Untuk itu, kata Tulus, optimalisasi penggunaan layanan transportasi butuh terus ditingkatkan. Peningkatan itu mulai dari okupansi, waktu tunggu antarkereta, hingga rute perjalanan yang hendaknya diperpanjang lagi.
Integrasi layanan
Menurut Tulus, integrasi layanan juga termasuk keunggulan KRL yang menonjol. Di Stasiun Solo Balapan, misalnya, angkutan KRL setidaknya terkoneksi dengan dua angkutan massal lain, seperti kereta bandara menuju Bandara Adi Sumarmo dan bus karena sudah ada jembatan penghubung stasiun dan Terminal Tirtonadi. Ada juga keberadaan jejaring teman bus, ”Batik Trans Solo”, yang dapat melayani penduduk untuk berkeliling di wilayah Kota Surakarta.

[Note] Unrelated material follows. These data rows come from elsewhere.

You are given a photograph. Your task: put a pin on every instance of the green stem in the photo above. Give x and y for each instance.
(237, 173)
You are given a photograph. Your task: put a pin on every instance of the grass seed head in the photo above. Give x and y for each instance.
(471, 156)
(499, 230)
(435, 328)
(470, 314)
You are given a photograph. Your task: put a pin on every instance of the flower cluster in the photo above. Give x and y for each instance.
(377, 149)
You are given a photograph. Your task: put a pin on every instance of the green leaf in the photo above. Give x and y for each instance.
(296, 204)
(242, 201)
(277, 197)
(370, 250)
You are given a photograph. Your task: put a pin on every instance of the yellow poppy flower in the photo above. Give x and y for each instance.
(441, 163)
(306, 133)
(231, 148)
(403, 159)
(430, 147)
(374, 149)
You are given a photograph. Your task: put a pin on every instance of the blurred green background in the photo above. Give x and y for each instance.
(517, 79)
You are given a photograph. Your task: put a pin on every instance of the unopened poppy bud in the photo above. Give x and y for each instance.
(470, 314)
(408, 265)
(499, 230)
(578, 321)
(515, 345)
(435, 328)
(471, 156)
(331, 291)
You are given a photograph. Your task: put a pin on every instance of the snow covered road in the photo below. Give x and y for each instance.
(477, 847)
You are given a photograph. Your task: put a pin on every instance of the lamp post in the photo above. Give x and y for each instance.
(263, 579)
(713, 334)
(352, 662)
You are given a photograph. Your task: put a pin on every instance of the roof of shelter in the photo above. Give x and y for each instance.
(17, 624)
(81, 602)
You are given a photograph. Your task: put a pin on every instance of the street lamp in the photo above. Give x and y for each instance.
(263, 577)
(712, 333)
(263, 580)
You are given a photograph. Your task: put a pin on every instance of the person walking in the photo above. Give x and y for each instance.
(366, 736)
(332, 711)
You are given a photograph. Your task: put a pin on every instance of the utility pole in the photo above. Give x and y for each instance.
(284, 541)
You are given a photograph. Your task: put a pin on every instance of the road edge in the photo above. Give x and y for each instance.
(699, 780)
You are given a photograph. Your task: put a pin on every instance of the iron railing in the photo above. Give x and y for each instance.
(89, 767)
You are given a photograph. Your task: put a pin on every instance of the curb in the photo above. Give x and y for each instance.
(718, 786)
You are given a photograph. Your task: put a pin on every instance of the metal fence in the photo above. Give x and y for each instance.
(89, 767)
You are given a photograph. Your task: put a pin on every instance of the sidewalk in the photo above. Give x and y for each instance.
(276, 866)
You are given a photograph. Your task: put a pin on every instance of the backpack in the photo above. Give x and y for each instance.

”KRL menjadi salah satu wujud konkret layanan transportasi yang terintegrasi dengan konektivitas tinggi. Sekali lagi, kami sangat mengapresiasi dan mudah-mudahan ini menjadi transportasi andalan bagi warga Yogyakarta, Surakarta, dan sekitarnya,” kata Tulus.
Baca Juga: Gerak Cepat Kereta Listrik Indonesia
Menteri Perhubungan Budi Karya Sumadi menyampaikan, pengembangan layanan KRL Surakarta-Yogyakarta tidak akan berhenti meski catatan-catatan apik sudah ditorehkan. Pihaknya berencana memperpanjang rute layanan kereta agar tersambung sampai ke Kutoarjo di Kabupaten Purworejo, Jawa Tengah, dan Madiun di Jawa Timur. Proyek itu ditargetkan bisa terwujud dalam waktu lima tahun ke depan.
Pada 2022, lanjut Budi Karya, perpanjangan elektrifikasi jalur kereta api dimulai dari Stasiun Solo Balapan, Jebres, hingga Palur. Rute tersebut panjangnya 6,2 kilometer. Stasiun Jebres juga tengah dibangun sebagai depo kereta rel listrik. Stasiun itu nantinya akan menjadi tempat perawatan dan peningkatan kualitas layanan kereta.
”Angkutan kereta harus dikoordinasikan dan disambung dengan moda angkutan lain karena angkutan massal menjadi andalan masyarakat. Harapannya, nanti seperti di Jakarta, KRL bisa mengangkut hingga 1,2 juta orang per hari,” kata Budi Karya.
KRL Ssurakarta-Yogyakarta menjadi titik awal pembangunan transportasi masa depan yang berkelanjutan. Bukan sekadar penggunaan sumber energi ramah lingkungan, layanannya benar-benar dirasakan memudahkan mobilitas warga. Satu per satu warga diharapkan meninggalkan kendaraan pribadi, beralih ke angkutan massal.